We also saw lots of Grouse, and even baby grouse, which was quite nice – it became a bit of a game for me to peer closely at the bracken to see if they were there.
We descended down to pass through more bracken, then through fields of wildflowers, then back to the lakeside. We passed the submerged hamlet of Derwent along the way – which was a little creepy to think of. One picture showed the top of the church poking out of the reservoir. The walk back was pretty long, and a little dreary, it was drizzling proper, and the scenery did not change much. My leg was aching fiercely, the pain long spread from my upper thigh right down through me knee and my foot, although I was enduring as best as I could. It was a bit of a relief to get back to the car. “It’s nice just to sit, isn’t it,” my father remarked. This is why I like walking with my father compared to the hiking club – we can go slowly, stop often, and at the end I don’t have to feel embarassed about being tired out.
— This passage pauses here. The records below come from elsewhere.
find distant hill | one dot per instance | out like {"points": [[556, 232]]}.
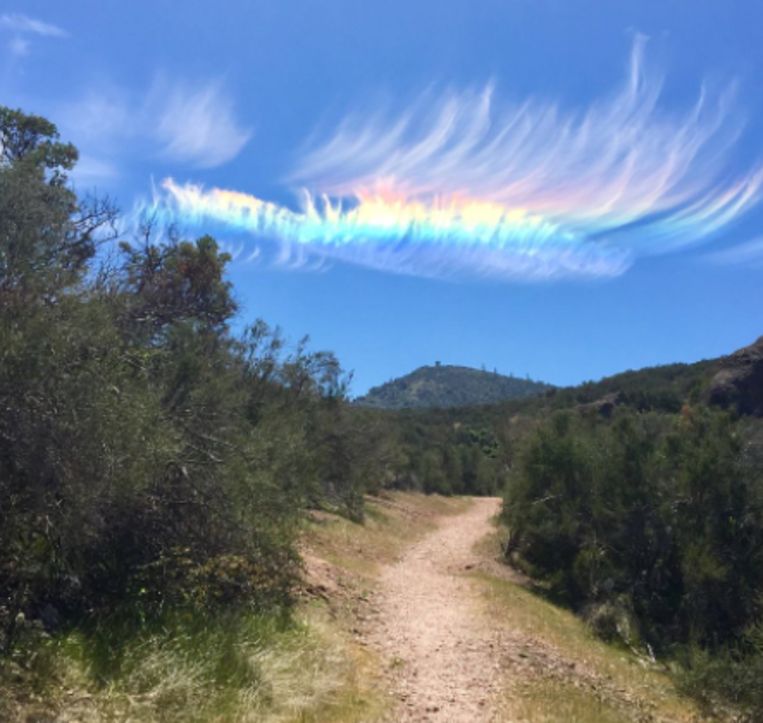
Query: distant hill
{"points": [[449, 386]]}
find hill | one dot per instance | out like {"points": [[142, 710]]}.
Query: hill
{"points": [[449, 386]]}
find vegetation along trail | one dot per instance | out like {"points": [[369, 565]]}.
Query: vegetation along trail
{"points": [[440, 652]]}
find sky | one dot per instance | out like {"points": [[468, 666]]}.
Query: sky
{"points": [[562, 189]]}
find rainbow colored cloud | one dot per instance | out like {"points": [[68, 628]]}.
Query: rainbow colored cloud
{"points": [[462, 185]]}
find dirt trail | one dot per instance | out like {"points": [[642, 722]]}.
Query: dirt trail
{"points": [[440, 652]]}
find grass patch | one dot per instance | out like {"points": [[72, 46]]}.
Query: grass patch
{"points": [[552, 701], [393, 521], [519, 610]]}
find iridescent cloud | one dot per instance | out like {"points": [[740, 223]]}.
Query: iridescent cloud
{"points": [[465, 185]]}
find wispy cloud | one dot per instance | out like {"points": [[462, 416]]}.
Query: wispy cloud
{"points": [[24, 24], [191, 125], [198, 126], [463, 183], [21, 27]]}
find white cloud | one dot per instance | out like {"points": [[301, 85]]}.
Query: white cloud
{"points": [[624, 169], [23, 24], [193, 126], [18, 46], [198, 125]]}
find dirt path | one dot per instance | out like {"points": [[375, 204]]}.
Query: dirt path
{"points": [[440, 653]]}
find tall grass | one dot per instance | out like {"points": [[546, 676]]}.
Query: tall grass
{"points": [[233, 668]]}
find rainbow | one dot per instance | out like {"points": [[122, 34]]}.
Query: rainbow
{"points": [[461, 185]]}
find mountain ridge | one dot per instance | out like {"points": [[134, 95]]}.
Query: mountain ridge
{"points": [[449, 385]]}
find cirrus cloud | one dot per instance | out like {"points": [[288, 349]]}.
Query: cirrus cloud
{"points": [[463, 183]]}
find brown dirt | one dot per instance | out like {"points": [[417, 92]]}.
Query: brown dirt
{"points": [[440, 654]]}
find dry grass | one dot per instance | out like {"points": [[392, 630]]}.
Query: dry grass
{"points": [[393, 521], [566, 672], [242, 669], [250, 670]]}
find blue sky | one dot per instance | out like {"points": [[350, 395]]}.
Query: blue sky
{"points": [[560, 188]]}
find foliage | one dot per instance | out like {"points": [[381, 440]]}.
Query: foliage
{"points": [[150, 460]]}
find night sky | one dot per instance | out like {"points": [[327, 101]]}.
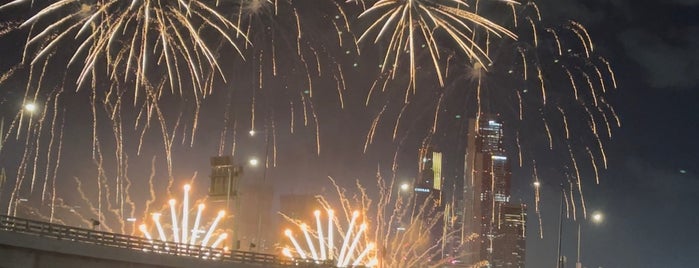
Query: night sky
{"points": [[647, 195]]}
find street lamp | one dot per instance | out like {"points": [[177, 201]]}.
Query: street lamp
{"points": [[597, 217], [30, 107]]}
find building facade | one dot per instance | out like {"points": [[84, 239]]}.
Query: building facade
{"points": [[486, 195]]}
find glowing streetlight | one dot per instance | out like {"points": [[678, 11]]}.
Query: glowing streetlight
{"points": [[30, 107], [597, 217]]}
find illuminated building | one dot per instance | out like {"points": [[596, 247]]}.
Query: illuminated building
{"points": [[486, 193], [428, 193], [224, 192], [510, 241]]}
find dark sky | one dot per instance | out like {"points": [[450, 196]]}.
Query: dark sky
{"points": [[647, 195]]}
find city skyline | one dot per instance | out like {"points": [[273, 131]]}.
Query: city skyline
{"points": [[309, 102]]}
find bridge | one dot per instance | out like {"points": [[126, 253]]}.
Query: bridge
{"points": [[29, 243]]}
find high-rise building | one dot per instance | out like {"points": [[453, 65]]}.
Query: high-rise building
{"points": [[510, 237], [428, 195], [224, 192], [486, 191]]}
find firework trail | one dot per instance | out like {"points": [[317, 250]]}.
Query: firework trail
{"points": [[186, 235]]}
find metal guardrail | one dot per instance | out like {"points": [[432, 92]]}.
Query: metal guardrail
{"points": [[87, 236]]}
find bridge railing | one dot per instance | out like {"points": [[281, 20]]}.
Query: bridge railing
{"points": [[63, 232]]}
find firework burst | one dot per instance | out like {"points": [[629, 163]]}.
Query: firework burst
{"points": [[410, 25], [124, 36], [181, 233], [353, 252]]}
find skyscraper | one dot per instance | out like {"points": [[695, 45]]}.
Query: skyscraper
{"points": [[428, 195], [510, 238], [486, 191]]}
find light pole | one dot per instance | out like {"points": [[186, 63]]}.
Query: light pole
{"points": [[559, 261], [255, 162], [596, 218], [30, 107]]}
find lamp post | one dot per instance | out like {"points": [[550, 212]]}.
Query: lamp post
{"points": [[559, 261], [255, 162], [596, 218]]}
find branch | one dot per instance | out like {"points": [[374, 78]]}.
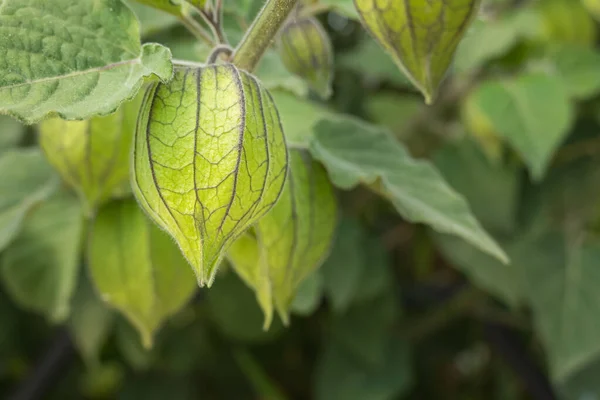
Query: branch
{"points": [[262, 33]]}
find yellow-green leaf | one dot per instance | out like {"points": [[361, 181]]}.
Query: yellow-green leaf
{"points": [[293, 238], [421, 35], [92, 156], [306, 51], [136, 268], [39, 268], [209, 160]]}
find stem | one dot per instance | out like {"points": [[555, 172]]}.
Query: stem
{"points": [[261, 33]]}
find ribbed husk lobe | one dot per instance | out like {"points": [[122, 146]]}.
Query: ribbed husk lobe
{"points": [[209, 159]]}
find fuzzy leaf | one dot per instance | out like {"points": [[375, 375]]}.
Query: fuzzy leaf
{"points": [[76, 59], [90, 323], [355, 153], [137, 268], [306, 51], [92, 156], [40, 266], [421, 36], [210, 160], [532, 112], [26, 181]]}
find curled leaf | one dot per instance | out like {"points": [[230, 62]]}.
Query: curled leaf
{"points": [[293, 239], [136, 268], [92, 156], [210, 159], [306, 51], [420, 35]]}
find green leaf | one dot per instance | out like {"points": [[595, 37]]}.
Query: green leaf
{"points": [[491, 190], [151, 20], [490, 39], [235, 313], [306, 51], [578, 67], [343, 7], [40, 266], [90, 323], [561, 275], [210, 159], [343, 268], [86, 60], [92, 156], [11, 132], [246, 258], [532, 112], [341, 376], [353, 153], [137, 269], [174, 7], [26, 181], [420, 36]]}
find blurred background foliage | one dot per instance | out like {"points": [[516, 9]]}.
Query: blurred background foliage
{"points": [[397, 311]]}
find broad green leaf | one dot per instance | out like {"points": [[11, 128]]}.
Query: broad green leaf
{"points": [[90, 323], [344, 7], [503, 281], [306, 51], [151, 20], [26, 180], [210, 159], [92, 156], [561, 278], [293, 239], [235, 312], [532, 112], [40, 267], [136, 268], [263, 385], [420, 36], [487, 40], [11, 132], [297, 234], [355, 153], [339, 375], [273, 74], [491, 190], [577, 66], [365, 328], [174, 7], [86, 60], [343, 269]]}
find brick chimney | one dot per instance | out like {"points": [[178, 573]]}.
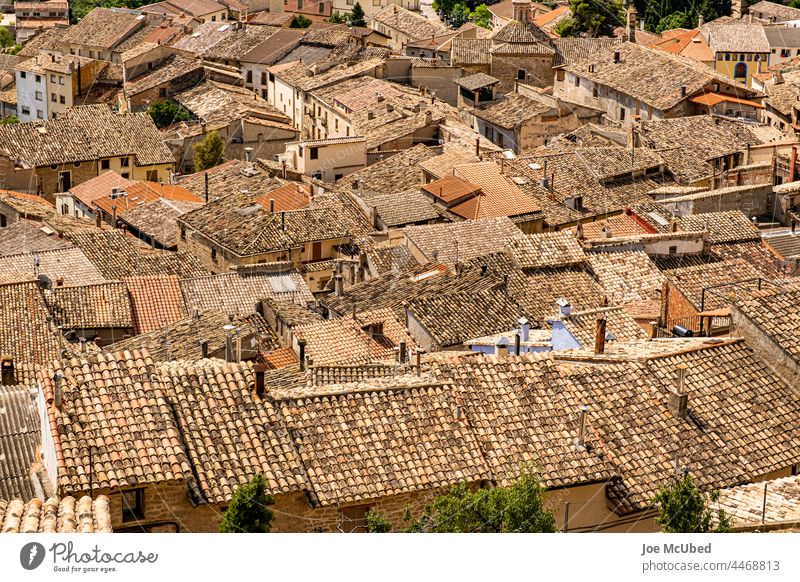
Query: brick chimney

We drove back into Sheffield. In our mud splattered casual clothes we ended up at McDonalds for supper. I was ravenous so even that was enough. My father dropped my off at the station and the journey back managed to be even longer than the journey there – a train and two buses and I was just tired and sore.
It was a good day, although at first I was a bit tired, and not in the mood, eventually I eased into it, and began to enjoy it.
Somehow though I felt a bit nervous around my dad – which is crazy, but I am even overly concerned about what my own parents think of me. Whenever I say something, even to my dad, I wonder what he thinks. I wonder if he’s just patiently putting up with me. I can ramble on a little bit, especially around my parents, I wonder if my dad finds it tiring. I had a great day, but it was tinged with worry that he wasn’t. I started off the day tired, because I had not slept enough, but ended it a very different sort of tired.